1.2 COMPREENSÃO TRIBUTÁRIA: UM CAMINHO A SER TRILHADO

1.2.3 Espécies Tributárias Abordadas

Visto os frequentes erros conceituais que são observados na prática cotidiana, tornar compreensível que tributo é um gênero, que impostos, taxas, contribuições de melhorias, empréstimos compulsórios e contribuições especiais são suas espécies é elementar para o aprofundamento do estudo do STB. Nesse sentido, quando constar a palavra “tributo”, esta compreenderá todas as suas espécies, ao contrário de quando, por exemplo, abordar-se a palavra “imposto”, o qual é apenas uma espécie tributária. Essa teoria recebeu o nome de quinquinpartite.

Apesar de, à primeira vista, parecer singela ou sem tanto sentido essa distinção entre o gênero tributo e suas espécies, é necessário firmar o entendimento de que cada espécie tributária tem uma finalidade e regramento muito específicos e que seu desconhecimento traz sérias distorções cognitivas, legais e conceituais. Para proporcionar um melhor detalhamento, apresenta-se a tabela 1:

Tabela 1 - Espécies Tributárias x Tributos Possíveis de Utilização na Pesquisa

ESPÉCIES TRIBUTÁRIAS TRIBUTOS UTILIZADOS NA PESQUISA

Impostos ITR, IPTU, IPVA, ITCD, ITBI, IR, IPI, ICMS, ISSQN

Taxas -

Contribuições de Melhoria -

Contribuições Especiais CSLL, PIS, COFINS e CP Empréstimos Compulsórios -

Fonte: Elaborada pelo autor (2018).

Para o que se propõe a pesquisa, utilizar-se-á apenas duas espécies tributárias, as quais serão: impostos e contribuições especiais.

Justifica-se tal escolha, uma vez que, conforme os dados apresentados pela RFB em setembro de 2016, houve a participação total tributária na ordem de 32,66% sobre o PIB de 2015, o que representa 100% da tributação daquele ano.
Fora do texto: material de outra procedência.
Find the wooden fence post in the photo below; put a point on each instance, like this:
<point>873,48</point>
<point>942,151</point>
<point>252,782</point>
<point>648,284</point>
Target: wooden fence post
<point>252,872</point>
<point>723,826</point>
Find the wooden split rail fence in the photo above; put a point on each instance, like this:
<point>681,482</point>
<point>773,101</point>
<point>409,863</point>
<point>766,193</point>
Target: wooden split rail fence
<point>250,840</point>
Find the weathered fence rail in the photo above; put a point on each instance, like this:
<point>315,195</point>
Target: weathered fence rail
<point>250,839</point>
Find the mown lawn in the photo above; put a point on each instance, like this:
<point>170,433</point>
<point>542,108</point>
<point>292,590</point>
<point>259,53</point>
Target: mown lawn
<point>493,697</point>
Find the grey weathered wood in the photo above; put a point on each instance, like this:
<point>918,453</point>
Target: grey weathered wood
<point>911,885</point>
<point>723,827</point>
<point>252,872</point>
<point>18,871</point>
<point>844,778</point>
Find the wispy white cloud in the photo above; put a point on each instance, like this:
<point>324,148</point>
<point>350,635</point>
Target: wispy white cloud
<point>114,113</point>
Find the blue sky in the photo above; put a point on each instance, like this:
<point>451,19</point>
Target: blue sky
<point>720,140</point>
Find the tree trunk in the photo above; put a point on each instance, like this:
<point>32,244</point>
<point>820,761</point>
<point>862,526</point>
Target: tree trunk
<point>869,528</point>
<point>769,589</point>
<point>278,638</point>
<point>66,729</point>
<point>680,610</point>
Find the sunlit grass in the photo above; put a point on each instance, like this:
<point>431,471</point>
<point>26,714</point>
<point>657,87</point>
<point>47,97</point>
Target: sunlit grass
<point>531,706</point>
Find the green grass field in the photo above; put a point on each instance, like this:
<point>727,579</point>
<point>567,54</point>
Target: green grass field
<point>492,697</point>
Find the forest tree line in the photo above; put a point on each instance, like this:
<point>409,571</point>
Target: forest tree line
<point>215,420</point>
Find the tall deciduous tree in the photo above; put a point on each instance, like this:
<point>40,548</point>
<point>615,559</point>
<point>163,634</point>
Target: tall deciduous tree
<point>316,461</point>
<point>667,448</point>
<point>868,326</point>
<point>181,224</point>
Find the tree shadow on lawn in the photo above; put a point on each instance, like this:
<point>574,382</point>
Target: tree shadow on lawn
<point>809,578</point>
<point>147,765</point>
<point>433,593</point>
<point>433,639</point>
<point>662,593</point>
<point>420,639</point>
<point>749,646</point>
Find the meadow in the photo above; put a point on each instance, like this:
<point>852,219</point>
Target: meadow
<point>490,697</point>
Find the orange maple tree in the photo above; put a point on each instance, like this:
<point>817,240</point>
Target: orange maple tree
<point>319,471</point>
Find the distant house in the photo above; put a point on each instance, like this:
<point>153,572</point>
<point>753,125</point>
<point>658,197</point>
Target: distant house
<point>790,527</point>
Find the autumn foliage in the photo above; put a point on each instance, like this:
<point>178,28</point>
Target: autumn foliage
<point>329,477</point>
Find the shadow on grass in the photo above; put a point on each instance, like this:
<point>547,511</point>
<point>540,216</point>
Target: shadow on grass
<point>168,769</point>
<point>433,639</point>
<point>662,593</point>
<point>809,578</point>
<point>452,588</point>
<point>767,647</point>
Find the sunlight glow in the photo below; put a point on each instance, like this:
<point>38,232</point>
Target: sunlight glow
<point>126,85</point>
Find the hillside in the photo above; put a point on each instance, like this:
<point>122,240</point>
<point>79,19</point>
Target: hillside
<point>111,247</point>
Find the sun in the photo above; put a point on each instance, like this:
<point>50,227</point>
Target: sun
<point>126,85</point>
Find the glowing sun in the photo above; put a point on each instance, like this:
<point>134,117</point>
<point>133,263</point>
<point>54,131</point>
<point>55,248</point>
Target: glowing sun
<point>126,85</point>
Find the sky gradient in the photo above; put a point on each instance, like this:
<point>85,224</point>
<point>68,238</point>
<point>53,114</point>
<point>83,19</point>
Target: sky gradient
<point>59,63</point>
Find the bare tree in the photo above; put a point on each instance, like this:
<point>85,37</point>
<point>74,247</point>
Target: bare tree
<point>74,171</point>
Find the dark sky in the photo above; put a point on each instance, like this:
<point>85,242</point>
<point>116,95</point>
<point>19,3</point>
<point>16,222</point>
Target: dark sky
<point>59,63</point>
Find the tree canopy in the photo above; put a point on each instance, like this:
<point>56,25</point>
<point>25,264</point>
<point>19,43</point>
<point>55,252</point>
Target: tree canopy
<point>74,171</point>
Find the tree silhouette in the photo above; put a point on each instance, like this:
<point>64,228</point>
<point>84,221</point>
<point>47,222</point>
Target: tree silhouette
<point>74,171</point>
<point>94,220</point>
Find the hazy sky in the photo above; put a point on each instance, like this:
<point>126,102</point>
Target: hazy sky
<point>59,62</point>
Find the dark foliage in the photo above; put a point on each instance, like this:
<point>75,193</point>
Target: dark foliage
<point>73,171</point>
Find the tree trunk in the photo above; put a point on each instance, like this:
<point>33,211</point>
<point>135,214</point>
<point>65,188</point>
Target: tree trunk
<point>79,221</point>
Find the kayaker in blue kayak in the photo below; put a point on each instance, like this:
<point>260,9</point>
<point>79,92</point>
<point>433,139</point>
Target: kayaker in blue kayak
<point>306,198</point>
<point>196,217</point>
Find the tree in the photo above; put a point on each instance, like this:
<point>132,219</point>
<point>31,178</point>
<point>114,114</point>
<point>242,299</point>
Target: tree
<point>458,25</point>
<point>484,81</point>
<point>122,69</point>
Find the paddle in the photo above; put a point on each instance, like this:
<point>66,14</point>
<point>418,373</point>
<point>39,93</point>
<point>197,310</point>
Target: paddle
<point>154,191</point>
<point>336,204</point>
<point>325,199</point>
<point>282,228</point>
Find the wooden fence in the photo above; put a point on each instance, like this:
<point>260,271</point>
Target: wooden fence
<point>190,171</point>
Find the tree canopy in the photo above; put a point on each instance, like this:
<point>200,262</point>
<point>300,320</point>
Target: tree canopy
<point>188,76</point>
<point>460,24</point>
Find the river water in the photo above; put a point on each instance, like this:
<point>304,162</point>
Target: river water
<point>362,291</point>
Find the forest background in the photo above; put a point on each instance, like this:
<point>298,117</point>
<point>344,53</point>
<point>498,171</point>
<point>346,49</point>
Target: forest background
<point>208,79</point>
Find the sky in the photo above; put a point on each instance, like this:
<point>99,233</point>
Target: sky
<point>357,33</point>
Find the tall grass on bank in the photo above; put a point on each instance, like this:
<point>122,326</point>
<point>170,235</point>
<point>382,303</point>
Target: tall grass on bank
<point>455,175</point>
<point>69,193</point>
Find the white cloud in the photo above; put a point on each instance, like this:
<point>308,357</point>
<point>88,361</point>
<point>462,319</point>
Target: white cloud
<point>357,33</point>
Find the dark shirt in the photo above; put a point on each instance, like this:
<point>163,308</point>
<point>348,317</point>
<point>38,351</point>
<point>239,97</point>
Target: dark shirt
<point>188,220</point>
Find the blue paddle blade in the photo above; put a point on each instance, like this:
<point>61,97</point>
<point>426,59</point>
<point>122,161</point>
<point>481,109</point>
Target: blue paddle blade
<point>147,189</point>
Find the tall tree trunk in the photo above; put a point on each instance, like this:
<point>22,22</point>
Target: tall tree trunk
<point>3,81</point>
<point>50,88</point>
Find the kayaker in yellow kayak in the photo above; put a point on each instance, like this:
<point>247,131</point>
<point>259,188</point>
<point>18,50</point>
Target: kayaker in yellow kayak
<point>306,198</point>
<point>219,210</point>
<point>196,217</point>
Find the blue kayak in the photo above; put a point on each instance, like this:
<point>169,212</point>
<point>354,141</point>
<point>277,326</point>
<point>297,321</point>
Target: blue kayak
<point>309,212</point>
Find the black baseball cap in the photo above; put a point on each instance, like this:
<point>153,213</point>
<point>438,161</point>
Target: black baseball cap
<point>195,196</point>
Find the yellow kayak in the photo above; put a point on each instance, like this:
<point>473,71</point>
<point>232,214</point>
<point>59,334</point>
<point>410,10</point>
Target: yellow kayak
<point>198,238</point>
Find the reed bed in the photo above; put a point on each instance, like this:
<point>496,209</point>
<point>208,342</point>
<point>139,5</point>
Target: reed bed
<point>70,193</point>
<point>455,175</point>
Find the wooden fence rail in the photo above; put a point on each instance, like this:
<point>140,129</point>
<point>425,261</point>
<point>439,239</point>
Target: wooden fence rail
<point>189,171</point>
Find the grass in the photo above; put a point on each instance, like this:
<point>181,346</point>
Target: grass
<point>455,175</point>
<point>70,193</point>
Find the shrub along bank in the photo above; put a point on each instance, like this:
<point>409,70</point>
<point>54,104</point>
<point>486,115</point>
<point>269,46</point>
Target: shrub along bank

Desses 32,66% do PIB, 17% representam a espécie tributária dos impostos, ou seja: 52,05% de toda a tributação no ano de 2015 foram arrecadados através da espécie denominada impostos. Já 14,41% (dos 32,66% do PIB) são inerentes à espécie tributária das contribuições especiais, representando 44,12% da arrecadação total. Logo, suas incidências estão presentes no dia a dia de toda a população, representando efetivamente 96,17% da arrecadação tributária brasileira (RFB, 2016).

1.2.4.1 Impostos

O conceito de imposto está previsto no art. 16 do CTN/6656: “Imposto é o tributo cuja obrigação tem por fato gerador uma situação independente de qualquer atividade estatal específica, relativa ao contribuinte”. A própria definição legal evidencia que nenhum imposto é vinculado ao seu fato gerador, ou seja, os recursos oriundos de sua arrecadação podem ser gastos ou investidos em fatos alheios, observados os limites discricionais dos governos. Para esclarecer ainda mais, citar-se-á o seguinte exemplo um tanto corriqueiro: o fato gerador do Imposto Predial Territorial Urbano (IPTU) é a posse de terreno ou de edificações cuja finalidade seja urbana, em áreas também urbanas e delimitadas pelas leis municipais. Ao recolher esse tributo, o contribuinte não deve esperar (legalmente) que o executivo municipal invista esse

dinheiro, por exemplo, embelezando a cidade ou arrumando canteiros e praças públicas, ainda que possa fazer se assim desejar. Nesse sentido, corrobora Amaro (2010, p. 52): “para exigir imposto de certo indivíduo, não é preciso que o Estado lhe preste algo determinado”.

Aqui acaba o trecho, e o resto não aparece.